Data durability
Memgraph uses two mechanisms to ensure the durability of stored data and make disaster recovery possible:
- write-ahead logging (WAL)
- periodic snapshot creation
These mechanisms generate durability files and save them in the respective
wal
and snapshots
folders in the data directory. Data directory stores
permanent data on disk.
The default data directory path is /var/lib/memgraph
but the path can be
changed by modifying the --data-directory
configuration flag. To learn how to
modify configuration flags, head over to the
Configuration
page.
With Memgraph Enterprise, the data_directory
holds databases
directory which
splits durability files by database name.
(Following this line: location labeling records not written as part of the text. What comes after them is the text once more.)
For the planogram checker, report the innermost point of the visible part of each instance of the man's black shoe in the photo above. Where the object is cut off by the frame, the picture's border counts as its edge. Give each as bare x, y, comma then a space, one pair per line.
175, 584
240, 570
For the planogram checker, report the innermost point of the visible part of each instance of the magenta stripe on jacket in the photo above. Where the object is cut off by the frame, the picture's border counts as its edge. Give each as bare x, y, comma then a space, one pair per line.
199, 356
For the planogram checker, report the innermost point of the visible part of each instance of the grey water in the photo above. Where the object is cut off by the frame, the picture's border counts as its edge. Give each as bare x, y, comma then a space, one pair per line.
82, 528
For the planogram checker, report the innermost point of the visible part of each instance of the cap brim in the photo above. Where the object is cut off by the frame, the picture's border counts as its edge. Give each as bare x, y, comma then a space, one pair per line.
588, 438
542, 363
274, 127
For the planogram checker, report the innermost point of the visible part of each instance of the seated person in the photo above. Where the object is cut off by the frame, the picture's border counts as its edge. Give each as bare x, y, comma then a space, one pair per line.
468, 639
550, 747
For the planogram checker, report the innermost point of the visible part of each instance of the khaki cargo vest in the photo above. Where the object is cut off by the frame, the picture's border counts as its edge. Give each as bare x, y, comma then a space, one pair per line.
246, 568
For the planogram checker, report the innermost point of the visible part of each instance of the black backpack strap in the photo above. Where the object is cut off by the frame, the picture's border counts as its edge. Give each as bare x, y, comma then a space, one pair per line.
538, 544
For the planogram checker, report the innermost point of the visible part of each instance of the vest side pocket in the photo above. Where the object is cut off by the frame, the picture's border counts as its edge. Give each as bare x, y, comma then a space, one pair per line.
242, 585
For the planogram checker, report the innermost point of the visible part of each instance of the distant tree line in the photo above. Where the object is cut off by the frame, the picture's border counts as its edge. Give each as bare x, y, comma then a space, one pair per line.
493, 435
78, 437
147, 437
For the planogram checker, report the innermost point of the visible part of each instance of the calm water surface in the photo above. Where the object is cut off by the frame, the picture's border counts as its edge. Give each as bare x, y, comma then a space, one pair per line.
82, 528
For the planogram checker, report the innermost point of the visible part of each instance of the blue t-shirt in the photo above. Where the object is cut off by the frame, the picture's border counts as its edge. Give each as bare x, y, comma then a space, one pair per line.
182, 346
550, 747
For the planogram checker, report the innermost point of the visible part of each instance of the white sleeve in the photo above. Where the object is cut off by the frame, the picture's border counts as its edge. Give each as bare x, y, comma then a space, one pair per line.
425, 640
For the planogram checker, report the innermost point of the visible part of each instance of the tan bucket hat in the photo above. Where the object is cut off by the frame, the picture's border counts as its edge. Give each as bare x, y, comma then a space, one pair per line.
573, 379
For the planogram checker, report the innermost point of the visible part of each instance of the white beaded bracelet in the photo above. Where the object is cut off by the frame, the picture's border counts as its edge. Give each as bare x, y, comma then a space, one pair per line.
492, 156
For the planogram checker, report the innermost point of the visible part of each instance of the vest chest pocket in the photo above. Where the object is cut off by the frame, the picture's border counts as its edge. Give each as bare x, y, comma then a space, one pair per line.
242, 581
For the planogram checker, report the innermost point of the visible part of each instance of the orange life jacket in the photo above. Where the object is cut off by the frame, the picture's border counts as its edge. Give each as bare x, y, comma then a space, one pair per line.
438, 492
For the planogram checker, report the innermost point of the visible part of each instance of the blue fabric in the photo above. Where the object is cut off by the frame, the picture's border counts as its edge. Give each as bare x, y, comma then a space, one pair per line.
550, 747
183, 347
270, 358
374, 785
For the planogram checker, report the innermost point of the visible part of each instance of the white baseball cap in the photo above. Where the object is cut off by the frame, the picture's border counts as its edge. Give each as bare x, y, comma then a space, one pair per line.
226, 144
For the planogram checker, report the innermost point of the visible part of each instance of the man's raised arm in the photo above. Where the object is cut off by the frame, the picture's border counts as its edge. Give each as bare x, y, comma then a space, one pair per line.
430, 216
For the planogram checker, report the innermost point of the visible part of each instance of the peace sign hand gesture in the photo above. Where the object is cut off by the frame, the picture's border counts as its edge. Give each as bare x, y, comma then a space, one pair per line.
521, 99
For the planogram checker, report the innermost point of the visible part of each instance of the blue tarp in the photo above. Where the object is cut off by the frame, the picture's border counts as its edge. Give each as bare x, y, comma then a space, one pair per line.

The reason for that is the
multi-tenant architecture in Memgraph Enterprise, where the durability files for
each database are stored under /data_directory/databases/<db_name>
. The
databases
directory will exist even if you’re not using the multi-tenancy
feature.
Durability files are deleted when certain events are triggered, for example,
exceeding the maximum number of snapshots, defined by the
--storage-snapshot-retention-count=3
flag.
To prevent the deletion of durability files, you need to lock the data directory
, and enable it again by unlocking the directory.
To manage this behavior, use the following queries:
LOCK DATA DIRECTORY;
UNLOCK DATA DIRECTORY;
To show the status of the data directory, run:
DATA DIRECTORY LOCK STATUS;
To encrypt the data directory, use LUKS as it works with Memgraph out of the box and is undetectable from the application perspective so it shouldn’t break any existing applications.
Durability mechanisms
To configure the durability mechanisms, check their respective configuration flags.
Write-ahead logging
Write-ahead logging (WAL) is a technique applied in providing atomicity and durability to database systems.
In the default IN_MEMORY_TRANSACTIONAL storage
mode, Memgraph creates a
Delta
object each time data is changed. By using Deltas, Memgraph creates
write-ahead logs. Each database modification is therefore recorded in a log file
before being written to the DB, and in the end the log file contains all steps
needed to reconstruct the DB’s most recent state.
Memgraph has WAL enabled by default. To switch it on and off, use the boolean
--storage-wal-enabled
flag. For other WAL-related flags check the configuration
reference guide.
By default, WAL files are located at /var/lib/memgraph/wal
.
Snapshots
Snapshots provide a faster way to restore the states of your database. Snapshots
are created periodically based on the value defined with the
--storage-snapshot-interval
configuration flags, as well as upon exit based
on the value of the --storage-snapshot-on-exit
configuration flag. When a
snapshot creation is triggered, the entire data storage is written to the drive.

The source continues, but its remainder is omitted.